Although these stories frequently involve children, the atmosphere of dread and late-night tension is enough to conjure those sleepless nights spent wide-eyed, glancing around darkened surroundings. Before the brain matures and begins to grasp the difference between real life and dreams, nightmares and fanciful daydreams become part of the fabric of reality for children. An adult might grasp the source of an unfamiliar sound quickly, while a child might spend longer speculating and worrying about the unknown quality. Still, this heightened state of tension is still very much a part of the adult mind, evidenced by moments like the heart-pounding terror of a figure in the corner of the room in Hereditary.

Paranormal forces in these stories love to prey on the warped imaginations of children, bringing those awful fears to life. For cultures with strong moral beliefs about the innocence of children, these stories will be doubly effective. Again, storytellers use clever inversions of cultural beliefs and judgments to create the perception of evil, of forces that capitalize on the undoing of goodness and healing.

The Threat of Mental Decay

Warner Bros.

The works of great horror creators like Edgar Allen Poe and Shirley Jackson frequently explore the nature of insanity and mental deterioration. Ghosts and other paranormal phenomena become symbols of the destabilized minds. These stories bring out the acute fear that the logical qualities of the mind will fail, and the senses that guide human beings will become untrustworthy. Haunted houses, sometimes portrayed as being inherently evil, exacerbate the faults and cracks of human perception by undoing the processes that convince people that real life is bound by certain rules and restrictions. The most horrifying implication of these kinds of stories is that not only is human perception limited, it can introduce people to horrors beyond comprehension.

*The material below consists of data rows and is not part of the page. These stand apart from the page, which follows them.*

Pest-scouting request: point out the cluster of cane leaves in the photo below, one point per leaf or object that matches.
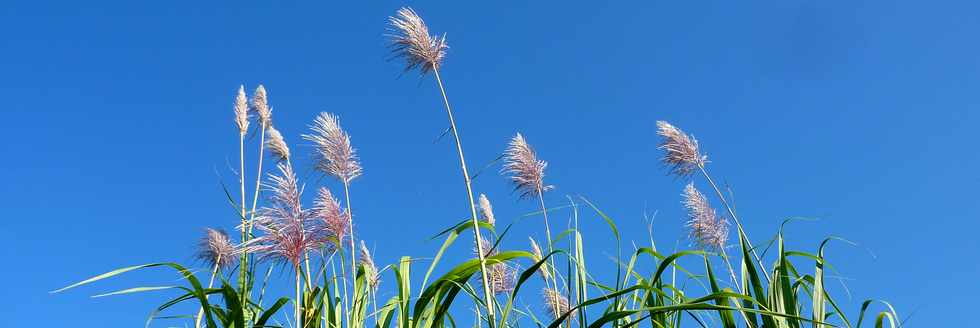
(650, 289)
(774, 300)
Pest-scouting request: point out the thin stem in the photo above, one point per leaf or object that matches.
(258, 180)
(738, 223)
(547, 229)
(353, 257)
(488, 296)
(214, 272)
(299, 300)
(243, 275)
(347, 306)
(731, 271)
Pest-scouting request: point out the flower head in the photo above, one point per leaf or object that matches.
(555, 303)
(682, 153)
(217, 250)
(260, 103)
(276, 144)
(706, 229)
(501, 275)
(371, 270)
(334, 223)
(486, 210)
(526, 171)
(289, 230)
(543, 269)
(410, 39)
(241, 110)
(334, 154)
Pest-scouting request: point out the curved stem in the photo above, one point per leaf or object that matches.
(353, 257)
(258, 180)
(214, 272)
(488, 296)
(299, 298)
(731, 271)
(738, 223)
(547, 229)
(243, 274)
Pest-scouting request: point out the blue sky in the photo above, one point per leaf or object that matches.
(862, 115)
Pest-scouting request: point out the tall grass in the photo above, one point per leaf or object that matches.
(335, 282)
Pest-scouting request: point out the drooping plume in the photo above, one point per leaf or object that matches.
(216, 249)
(501, 276)
(241, 110)
(260, 102)
(681, 151)
(276, 144)
(555, 303)
(288, 229)
(524, 168)
(371, 271)
(706, 228)
(536, 250)
(486, 210)
(334, 154)
(332, 219)
(410, 39)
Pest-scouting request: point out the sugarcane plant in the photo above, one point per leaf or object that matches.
(335, 279)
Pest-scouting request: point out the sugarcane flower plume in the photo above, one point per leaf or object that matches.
(334, 223)
(410, 39)
(276, 144)
(555, 303)
(241, 110)
(486, 210)
(682, 155)
(334, 154)
(217, 250)
(536, 251)
(260, 103)
(288, 230)
(706, 228)
(371, 270)
(502, 277)
(524, 168)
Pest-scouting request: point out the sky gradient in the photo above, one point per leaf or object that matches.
(859, 115)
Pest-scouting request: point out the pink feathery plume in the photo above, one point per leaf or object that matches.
(260, 103)
(410, 39)
(216, 249)
(335, 226)
(706, 228)
(486, 210)
(288, 230)
(526, 171)
(241, 110)
(501, 275)
(333, 151)
(681, 151)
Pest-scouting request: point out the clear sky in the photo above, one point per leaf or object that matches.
(862, 115)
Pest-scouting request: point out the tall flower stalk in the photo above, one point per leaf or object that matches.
(683, 157)
(289, 230)
(410, 40)
(527, 174)
(216, 250)
(242, 121)
(335, 156)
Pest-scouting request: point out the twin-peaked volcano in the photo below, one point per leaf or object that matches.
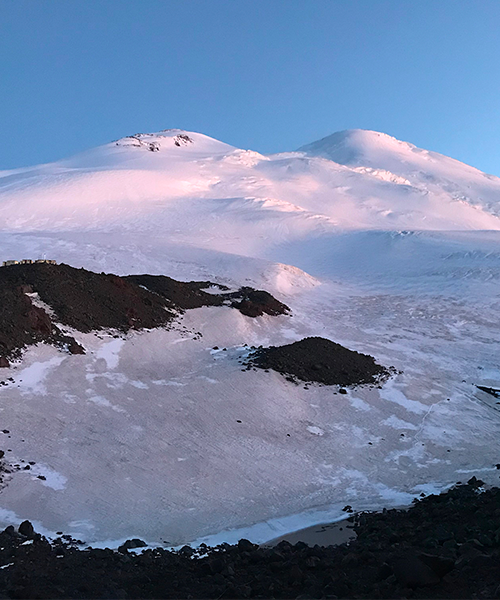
(165, 433)
(230, 198)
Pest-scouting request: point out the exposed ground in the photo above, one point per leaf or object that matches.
(445, 546)
(88, 301)
(316, 359)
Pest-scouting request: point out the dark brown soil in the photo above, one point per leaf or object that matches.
(319, 360)
(88, 301)
(186, 295)
(445, 546)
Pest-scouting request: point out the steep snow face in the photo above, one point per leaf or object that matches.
(389, 159)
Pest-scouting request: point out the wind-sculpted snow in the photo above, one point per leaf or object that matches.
(383, 248)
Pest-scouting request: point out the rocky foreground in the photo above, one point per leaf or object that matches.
(445, 546)
(37, 299)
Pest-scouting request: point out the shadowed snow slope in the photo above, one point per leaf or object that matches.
(387, 249)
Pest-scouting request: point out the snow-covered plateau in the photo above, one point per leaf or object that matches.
(380, 246)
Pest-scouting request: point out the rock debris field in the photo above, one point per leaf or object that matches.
(445, 546)
(316, 359)
(36, 299)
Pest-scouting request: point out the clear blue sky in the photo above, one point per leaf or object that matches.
(269, 75)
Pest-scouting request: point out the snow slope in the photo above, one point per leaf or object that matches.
(375, 244)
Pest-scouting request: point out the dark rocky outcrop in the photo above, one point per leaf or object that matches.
(87, 301)
(397, 554)
(317, 359)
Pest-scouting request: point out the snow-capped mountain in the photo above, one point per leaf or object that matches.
(373, 243)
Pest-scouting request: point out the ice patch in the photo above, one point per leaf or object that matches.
(31, 379)
(101, 401)
(396, 423)
(315, 430)
(391, 394)
(110, 352)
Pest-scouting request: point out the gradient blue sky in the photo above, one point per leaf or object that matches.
(269, 75)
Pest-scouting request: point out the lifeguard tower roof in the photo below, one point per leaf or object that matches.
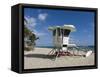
(69, 27)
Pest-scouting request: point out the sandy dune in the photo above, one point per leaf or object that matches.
(39, 58)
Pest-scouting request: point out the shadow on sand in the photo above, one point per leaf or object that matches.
(44, 56)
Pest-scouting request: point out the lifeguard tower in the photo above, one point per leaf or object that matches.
(61, 39)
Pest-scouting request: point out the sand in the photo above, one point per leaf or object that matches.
(39, 58)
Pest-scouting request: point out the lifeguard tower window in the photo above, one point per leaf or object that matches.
(54, 32)
(66, 32)
(64, 45)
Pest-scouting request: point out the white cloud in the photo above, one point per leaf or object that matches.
(42, 16)
(39, 33)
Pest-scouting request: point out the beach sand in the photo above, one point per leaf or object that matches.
(39, 58)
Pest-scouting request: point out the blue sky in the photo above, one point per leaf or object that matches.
(40, 19)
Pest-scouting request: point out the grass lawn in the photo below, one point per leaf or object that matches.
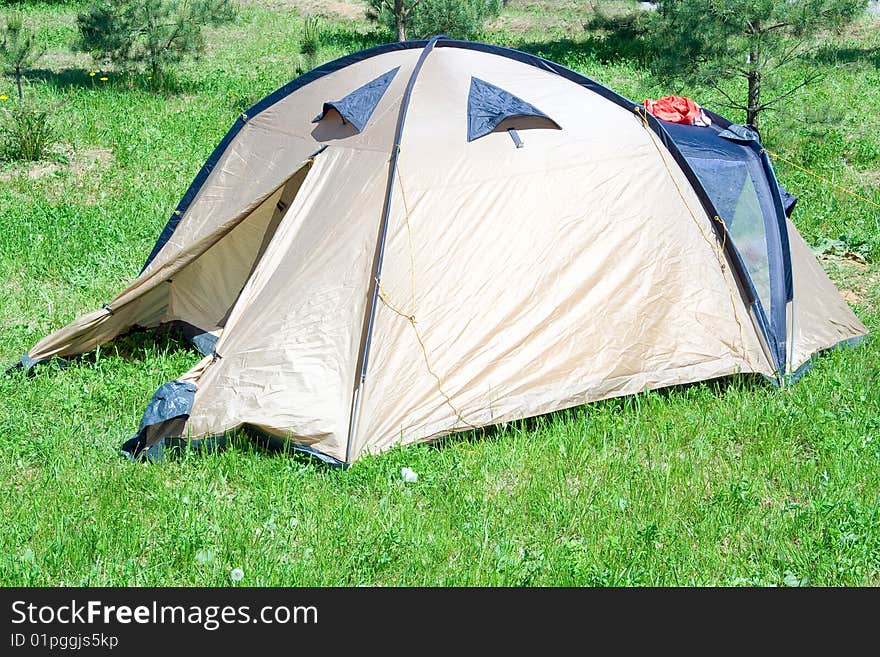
(732, 483)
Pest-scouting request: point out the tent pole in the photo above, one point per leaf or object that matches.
(370, 315)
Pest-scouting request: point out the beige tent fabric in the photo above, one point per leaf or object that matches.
(822, 317)
(289, 352)
(261, 158)
(515, 281)
(565, 271)
(271, 145)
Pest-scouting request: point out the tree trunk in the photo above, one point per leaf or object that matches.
(400, 15)
(754, 78)
(754, 99)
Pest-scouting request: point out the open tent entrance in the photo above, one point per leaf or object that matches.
(202, 295)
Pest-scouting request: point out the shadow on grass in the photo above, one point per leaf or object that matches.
(136, 346)
(79, 78)
(606, 50)
(848, 56)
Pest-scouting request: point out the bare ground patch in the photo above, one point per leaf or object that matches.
(856, 279)
(325, 8)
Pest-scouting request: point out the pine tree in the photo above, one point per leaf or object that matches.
(18, 48)
(714, 41)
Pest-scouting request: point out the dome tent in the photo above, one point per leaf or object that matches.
(432, 236)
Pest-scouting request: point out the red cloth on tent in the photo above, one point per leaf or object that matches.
(677, 109)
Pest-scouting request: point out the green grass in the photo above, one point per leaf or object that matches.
(737, 483)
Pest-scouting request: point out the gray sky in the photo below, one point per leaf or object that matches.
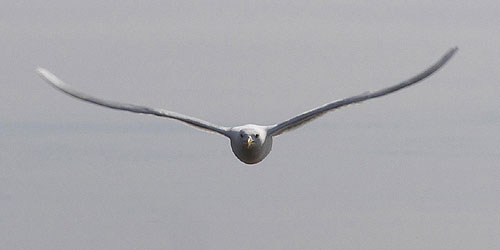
(413, 170)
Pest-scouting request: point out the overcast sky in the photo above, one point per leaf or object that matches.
(418, 169)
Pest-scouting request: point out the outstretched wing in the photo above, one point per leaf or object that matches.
(60, 85)
(317, 112)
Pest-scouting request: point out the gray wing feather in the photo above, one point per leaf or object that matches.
(60, 85)
(317, 112)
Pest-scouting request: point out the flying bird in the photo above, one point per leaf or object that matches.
(250, 143)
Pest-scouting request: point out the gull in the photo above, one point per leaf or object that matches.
(250, 143)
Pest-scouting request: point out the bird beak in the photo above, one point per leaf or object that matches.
(249, 142)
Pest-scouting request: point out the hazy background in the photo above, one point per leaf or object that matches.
(415, 170)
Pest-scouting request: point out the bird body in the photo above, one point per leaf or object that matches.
(250, 143)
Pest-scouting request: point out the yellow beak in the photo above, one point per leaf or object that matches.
(249, 142)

Some haunted house stories imply that the insanity is a product of the imagination, some others describe forces of evil as real, and still others leave that question unanswered. Because there is rarely one “truthful” perspective, the audience is kept in a state of uncertainty, becoming as cynical and paranoid as the characters themselves. Almost all good storytelling relies on the alignment of the audience with the characters, and that principle is incredibly effective in haunted house tales where the audience and the characters share uncertainty and fear.